Thoughts on Voelz and His Legacy

Dr. James Voelz is one of the most arrogant professors the LCMS has ever had. That would not be the most terrible quality for a man faithful and subservient to Scripture. But Voelz is an academic through and through and has advocated for a wicked postmodern approach to Scripture. According to his textbook and recent emails (published here in CN by request), Voelz seems shocked that he could be critiqued and treats the critics of his public theological teaching as though they have privately sinned against him. All this belies an insecurity—because published words will stand much longer than an author will be able to defend them.

Voelz’ entire approach to Scripture can be categorized as magisterial. It is compatible with a secular approach—one that has landed him academic kudos but has not benefited the church in the training of humble pastors.

In his controversial hermeneutics book—now decades old—he casually compares reading Scripture to reading any other merely human document: “The interpretation of legal documents is greatly akin to scriptural interpretation, and many of the issues currently confronting Biblical interpreters confront interpreters of, e.g., the United States Constitution.” (What Does This Mean?: Principles of Biblical Interpretation in the Post-Modern World, St.
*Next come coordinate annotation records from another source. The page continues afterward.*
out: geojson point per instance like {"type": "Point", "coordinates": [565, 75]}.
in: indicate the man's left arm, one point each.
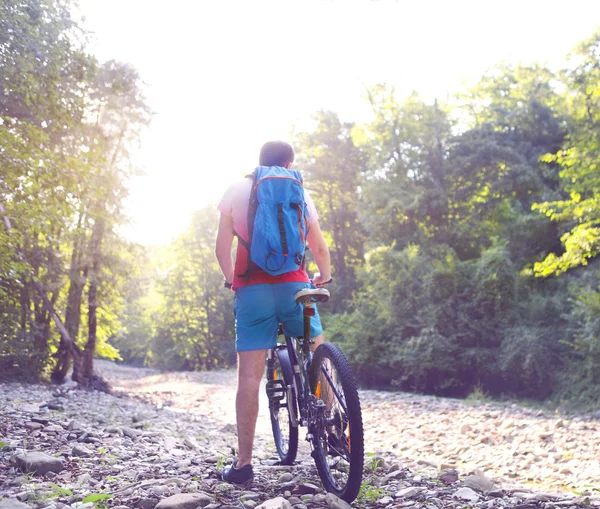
{"type": "Point", "coordinates": [223, 246]}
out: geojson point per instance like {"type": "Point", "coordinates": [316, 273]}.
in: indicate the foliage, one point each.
{"type": "Point", "coordinates": [439, 216]}
{"type": "Point", "coordinates": [579, 211]}
{"type": "Point", "coordinates": [333, 167]}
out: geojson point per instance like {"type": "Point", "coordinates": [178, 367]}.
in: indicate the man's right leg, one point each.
{"type": "Point", "coordinates": [251, 366]}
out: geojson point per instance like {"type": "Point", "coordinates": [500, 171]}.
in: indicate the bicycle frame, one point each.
{"type": "Point", "coordinates": [295, 357]}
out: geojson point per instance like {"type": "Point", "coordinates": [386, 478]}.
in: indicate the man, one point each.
{"type": "Point", "coordinates": [262, 301]}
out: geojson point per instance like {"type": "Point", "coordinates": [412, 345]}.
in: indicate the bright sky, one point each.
{"type": "Point", "coordinates": [225, 76]}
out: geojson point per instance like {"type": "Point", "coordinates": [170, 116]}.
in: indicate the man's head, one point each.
{"type": "Point", "coordinates": [276, 153]}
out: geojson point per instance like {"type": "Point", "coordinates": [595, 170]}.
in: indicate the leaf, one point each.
{"type": "Point", "coordinates": [95, 497]}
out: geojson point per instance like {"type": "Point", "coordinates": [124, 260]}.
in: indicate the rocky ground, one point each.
{"type": "Point", "coordinates": [160, 440]}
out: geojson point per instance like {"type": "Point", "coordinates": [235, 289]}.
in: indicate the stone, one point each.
{"type": "Point", "coordinates": [191, 443]}
{"type": "Point", "coordinates": [305, 489]}
{"type": "Point", "coordinates": [410, 492]}
{"type": "Point", "coordinates": [250, 495]}
{"type": "Point", "coordinates": [38, 463]}
{"type": "Point", "coordinates": [146, 503]}
{"type": "Point", "coordinates": [466, 494]}
{"type": "Point", "coordinates": [131, 433]}
{"type": "Point", "coordinates": [82, 451]}
{"type": "Point", "coordinates": [478, 483]}
{"type": "Point", "coordinates": [54, 428]}
{"type": "Point", "coordinates": [335, 502]}
{"type": "Point", "coordinates": [11, 503]}
{"type": "Point", "coordinates": [449, 477]}
{"type": "Point", "coordinates": [275, 503]}
{"type": "Point", "coordinates": [185, 501]}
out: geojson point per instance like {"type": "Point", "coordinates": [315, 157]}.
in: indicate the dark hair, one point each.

Louis: Concordia Publishing House, 1995; 2nd rev. ed., 1997, 13). That is un-Christian and tantamount to a denial of Scripture’s divine inspiration. The Spirit who gave Scripture is also needed today by a reader to understand it (1 Cor. 2:14).
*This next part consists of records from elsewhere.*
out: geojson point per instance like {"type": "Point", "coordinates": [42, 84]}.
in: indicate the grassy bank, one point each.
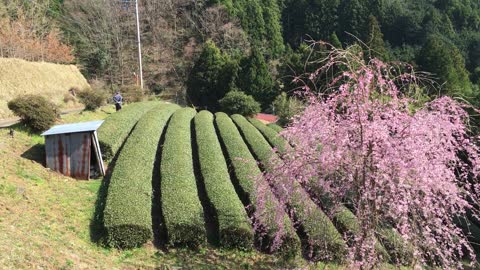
{"type": "Point", "coordinates": [20, 77]}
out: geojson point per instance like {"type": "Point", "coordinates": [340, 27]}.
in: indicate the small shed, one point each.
{"type": "Point", "coordinates": [74, 150]}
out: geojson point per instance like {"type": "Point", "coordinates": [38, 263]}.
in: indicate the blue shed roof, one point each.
{"type": "Point", "coordinates": [74, 128]}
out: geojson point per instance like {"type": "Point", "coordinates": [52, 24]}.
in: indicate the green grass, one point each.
{"type": "Point", "coordinates": [322, 241]}
{"type": "Point", "coordinates": [234, 229]}
{"type": "Point", "coordinates": [246, 172]}
{"type": "Point", "coordinates": [181, 206]}
{"type": "Point", "coordinates": [116, 128]}
{"type": "Point", "coordinates": [48, 226]}
{"type": "Point", "coordinates": [127, 215]}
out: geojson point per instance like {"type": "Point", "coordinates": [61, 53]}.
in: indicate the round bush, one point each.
{"type": "Point", "coordinates": [35, 111]}
{"type": "Point", "coordinates": [236, 102]}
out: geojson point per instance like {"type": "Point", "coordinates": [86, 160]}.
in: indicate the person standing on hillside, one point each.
{"type": "Point", "coordinates": [118, 100]}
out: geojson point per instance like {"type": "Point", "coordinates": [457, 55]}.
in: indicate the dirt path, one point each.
{"type": "Point", "coordinates": [12, 121]}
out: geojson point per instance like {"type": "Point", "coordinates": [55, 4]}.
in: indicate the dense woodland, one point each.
{"type": "Point", "coordinates": [211, 47]}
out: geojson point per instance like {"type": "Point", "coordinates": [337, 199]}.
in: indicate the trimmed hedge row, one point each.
{"type": "Point", "coordinates": [127, 214]}
{"type": "Point", "coordinates": [275, 127]}
{"type": "Point", "coordinates": [345, 221]}
{"type": "Point", "coordinates": [271, 135]}
{"type": "Point", "coordinates": [246, 170]}
{"type": "Point", "coordinates": [234, 226]}
{"type": "Point", "coordinates": [322, 239]}
{"type": "Point", "coordinates": [116, 128]}
{"type": "Point", "coordinates": [181, 206]}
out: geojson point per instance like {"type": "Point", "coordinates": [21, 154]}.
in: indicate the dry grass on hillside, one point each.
{"type": "Point", "coordinates": [19, 77]}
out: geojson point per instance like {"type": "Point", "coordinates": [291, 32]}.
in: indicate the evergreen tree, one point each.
{"type": "Point", "coordinates": [272, 18]}
{"type": "Point", "coordinates": [375, 40]}
{"type": "Point", "coordinates": [321, 18]}
{"type": "Point", "coordinates": [354, 14]}
{"type": "Point", "coordinates": [446, 62]}
{"type": "Point", "coordinates": [254, 79]}
{"type": "Point", "coordinates": [211, 77]}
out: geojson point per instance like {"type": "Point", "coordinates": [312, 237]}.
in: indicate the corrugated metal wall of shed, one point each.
{"type": "Point", "coordinates": [69, 154]}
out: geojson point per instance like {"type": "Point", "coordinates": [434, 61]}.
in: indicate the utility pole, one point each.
{"type": "Point", "coordinates": [139, 44]}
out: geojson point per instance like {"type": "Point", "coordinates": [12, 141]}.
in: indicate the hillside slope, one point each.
{"type": "Point", "coordinates": [20, 77]}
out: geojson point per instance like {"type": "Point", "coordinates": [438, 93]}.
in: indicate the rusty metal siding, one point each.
{"type": "Point", "coordinates": [69, 154]}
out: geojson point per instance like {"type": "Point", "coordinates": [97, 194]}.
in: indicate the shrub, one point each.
{"type": "Point", "coordinates": [34, 111]}
{"type": "Point", "coordinates": [246, 171]}
{"type": "Point", "coordinates": [322, 242]}
{"type": "Point", "coordinates": [127, 214]}
{"type": "Point", "coordinates": [271, 135]}
{"type": "Point", "coordinates": [275, 127]}
{"type": "Point", "coordinates": [236, 102]}
{"type": "Point", "coordinates": [286, 108]}
{"type": "Point", "coordinates": [116, 128]}
{"type": "Point", "coordinates": [132, 93]}
{"type": "Point", "coordinates": [233, 223]}
{"type": "Point", "coordinates": [92, 99]}
{"type": "Point", "coordinates": [182, 210]}
{"type": "Point", "coordinates": [68, 97]}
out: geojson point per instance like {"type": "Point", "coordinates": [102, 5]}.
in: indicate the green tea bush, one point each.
{"type": "Point", "coordinates": [234, 226]}
{"type": "Point", "coordinates": [116, 128]}
{"type": "Point", "coordinates": [127, 214]}
{"type": "Point", "coordinates": [92, 99]}
{"type": "Point", "coordinates": [236, 102]}
{"type": "Point", "coordinates": [246, 172]}
{"type": "Point", "coordinates": [34, 111]}
{"type": "Point", "coordinates": [323, 241]}
{"type": "Point", "coordinates": [275, 127]}
{"type": "Point", "coordinates": [181, 207]}
{"type": "Point", "coordinates": [271, 135]}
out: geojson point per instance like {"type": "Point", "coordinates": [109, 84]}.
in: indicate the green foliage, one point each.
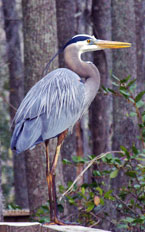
{"type": "Point", "coordinates": [129, 201]}
{"type": "Point", "coordinates": [92, 199]}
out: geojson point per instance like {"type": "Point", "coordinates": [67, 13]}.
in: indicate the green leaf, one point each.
{"type": "Point", "coordinates": [114, 83]}
{"type": "Point", "coordinates": [132, 114]}
{"type": "Point", "coordinates": [131, 174]}
{"type": "Point", "coordinates": [128, 219]}
{"type": "Point", "coordinates": [83, 190]}
{"type": "Point", "coordinates": [111, 90]}
{"type": "Point", "coordinates": [105, 89]}
{"type": "Point", "coordinates": [78, 159]}
{"type": "Point", "coordinates": [96, 173]}
{"type": "Point", "coordinates": [66, 161]}
{"type": "Point", "coordinates": [139, 96]}
{"type": "Point", "coordinates": [140, 104]}
{"type": "Point", "coordinates": [125, 150]}
{"type": "Point", "coordinates": [99, 190]}
{"type": "Point", "coordinates": [134, 149]}
{"type": "Point", "coordinates": [125, 93]}
{"type": "Point", "coordinates": [125, 79]}
{"type": "Point", "coordinates": [114, 173]}
{"type": "Point", "coordinates": [90, 206]}
{"type": "Point", "coordinates": [108, 195]}
{"type": "Point", "coordinates": [131, 83]}
{"type": "Point", "coordinates": [115, 77]}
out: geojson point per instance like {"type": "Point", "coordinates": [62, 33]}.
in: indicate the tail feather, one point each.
{"type": "Point", "coordinates": [26, 134]}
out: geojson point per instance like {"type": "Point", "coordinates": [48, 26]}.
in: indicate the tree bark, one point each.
{"type": "Point", "coordinates": [1, 195]}
{"type": "Point", "coordinates": [12, 29]}
{"type": "Point", "coordinates": [73, 17]}
{"type": "Point", "coordinates": [101, 109]}
{"type": "Point", "coordinates": [40, 44]}
{"type": "Point", "coordinates": [124, 64]}
{"type": "Point", "coordinates": [140, 42]}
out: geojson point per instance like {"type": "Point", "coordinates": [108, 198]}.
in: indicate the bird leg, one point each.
{"type": "Point", "coordinates": [61, 138]}
{"type": "Point", "coordinates": [50, 175]}
{"type": "Point", "coordinates": [49, 179]}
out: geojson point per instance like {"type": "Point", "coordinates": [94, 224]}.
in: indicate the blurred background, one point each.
{"type": "Point", "coordinates": [31, 32]}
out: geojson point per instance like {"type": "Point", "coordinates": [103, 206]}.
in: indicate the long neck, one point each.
{"type": "Point", "coordinates": [83, 69]}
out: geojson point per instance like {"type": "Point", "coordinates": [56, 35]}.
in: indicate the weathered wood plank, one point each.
{"type": "Point", "coordinates": [37, 227]}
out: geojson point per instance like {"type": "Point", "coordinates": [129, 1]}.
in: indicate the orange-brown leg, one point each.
{"type": "Point", "coordinates": [49, 180]}
{"type": "Point", "coordinates": [50, 174]}
{"type": "Point", "coordinates": [61, 138]}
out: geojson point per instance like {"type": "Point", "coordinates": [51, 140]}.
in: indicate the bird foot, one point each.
{"type": "Point", "coordinates": [56, 221]}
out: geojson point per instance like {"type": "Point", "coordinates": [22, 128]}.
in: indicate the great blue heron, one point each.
{"type": "Point", "coordinates": [56, 102]}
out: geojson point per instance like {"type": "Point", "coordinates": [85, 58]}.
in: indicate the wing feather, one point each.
{"type": "Point", "coordinates": [52, 105]}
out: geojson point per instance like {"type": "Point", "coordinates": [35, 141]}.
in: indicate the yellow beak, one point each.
{"type": "Point", "coordinates": [102, 44]}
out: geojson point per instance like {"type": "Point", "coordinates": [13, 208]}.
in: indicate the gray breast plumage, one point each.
{"type": "Point", "coordinates": [51, 106]}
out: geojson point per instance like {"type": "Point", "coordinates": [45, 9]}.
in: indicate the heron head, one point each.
{"type": "Point", "coordinates": [86, 43]}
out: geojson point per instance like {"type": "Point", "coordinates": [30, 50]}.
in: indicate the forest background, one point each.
{"type": "Point", "coordinates": [31, 32]}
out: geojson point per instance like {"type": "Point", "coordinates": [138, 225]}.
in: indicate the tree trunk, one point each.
{"type": "Point", "coordinates": [73, 17]}
{"type": "Point", "coordinates": [124, 64]}
{"type": "Point", "coordinates": [140, 42]}
{"type": "Point", "coordinates": [40, 44]}
{"type": "Point", "coordinates": [1, 196]}
{"type": "Point", "coordinates": [101, 109]}
{"type": "Point", "coordinates": [12, 28]}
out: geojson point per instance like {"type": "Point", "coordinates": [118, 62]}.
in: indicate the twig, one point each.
{"type": "Point", "coordinates": [8, 103]}
{"type": "Point", "coordinates": [124, 203]}
{"type": "Point", "coordinates": [86, 168]}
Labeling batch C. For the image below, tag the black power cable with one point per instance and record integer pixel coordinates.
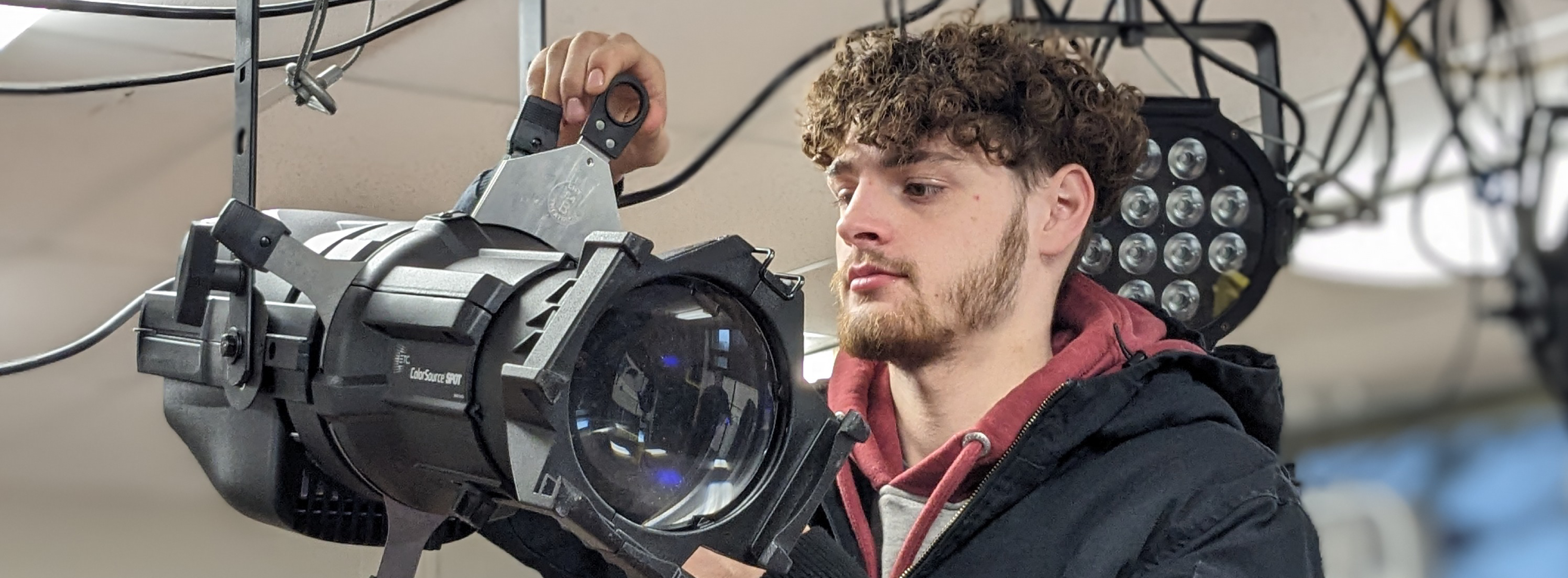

Citing (questionable and possible pagan) academics, Voelz also says, “It is apparent that scholars increasingly question whether there is only one original text for a given [biblical] book” (What Does This Mean?, 80).

As I have written previously:

Inspiration is not an ongoing process, it has to do with the historical writing of particular words. We can safely assume that the existing words in our Bibles had a beginning. Only by faith in His words can we trust that the Spirit is the origin of them. All arguments against Scripture based on distance from the originals is historical criticism. Man’s decision, even by the smartest scholars, cannot validate anything as God’s Word. The originals would not create more faith than our copies of copies, nor would they satisfy insatiable critics. (Confessing the Scriptural Christ against Modern Idolatry: Inspiration, Inerrancy, and Truth in Scientific and Biblical Conflict, 146)

His appropriation of Herman Sasse’s flawed christological analogy for Scripture, allowing for a divine and human nature (though written by sinners), is also in the same work of Voelz (Robert Preus demolishes this sloppy line of argumentation in his 1955 The Inspiration of Scripture). Christ’s human nature is sinless, while the “human nature of Scripture” is contrasted with the divine in the watering down of the basic nature of Scripture. Human words are not eternally united with God’s Word, so the analogy does injustice to Scripture and also Christ’s eternal union. Jeffery Kloha, by the way, cites Voelz as a major influence on his understanding of the Bible on this very issue. Walther also addressed this lazy pseudo-theology in the strongest words:

Beware, beware, I say, of this “divine–human” Scripture. It is the devil’s mask. For eventually it constructs such a Bible after which I would not wish to call myself a Bible Christian. Henceforth the Bible is nothing more than any other good book which I must read with constant and diligent examination lest I be counseled in error.    (Robert D. Preus, “Walther and the Scriptures,” Concordia Theological Monthly. 32:11. 1961, 674).

Voelz does not propose unity within Scripture but allows for contrast, a boon to the scholar who does not want to be bound by particular words: “one cannot become ‘Docetist’ on this matter: the Scriptures still are products of human authors writing from a particular perspective at a particular point in time. . . . the divine and human authorships of the books of sacred Scripture always present themselves in creative tension” (What Does This Mean?, 242). This is evil and allows for multiple, conflicting theologies—making in effect multiple words of God instead of being bound by the one, holy Word of God. We confess in the Nicene Creed that the Spirit spoke through the prophets, not that the Spirit and human author were co-authors in “creative tension”—allowing academics to fill the void.

Since the Scriptures are implied to be unclear (you will search in vain for a section on the clarity or perspicuity of Scripture in Voelz’ What Does This Mean?), the Confessions are made to the necessary lens through which to view the Scriptures. In my readings of Voelz it would be impossible to write the Lutheran Confessions, or come to their conclusions, without first having them. But the history of the Lutheran church says otherwise.

The positive embrace of the postmodernism has also been destructive. It’s emphasis on narratives in place of propositional truth claims is corrosive, as it is critical eye toward authority and universal truth. Rather than correcting it, Voelz went with the culture and academic flow.

The fruit of Voelz’ writing and teaching has eroded confidence in Scripture and led to many pastors thinking Scripture is not a limitation upon their authority and practice but an unclear license to do what is right in their own eyes. —ed.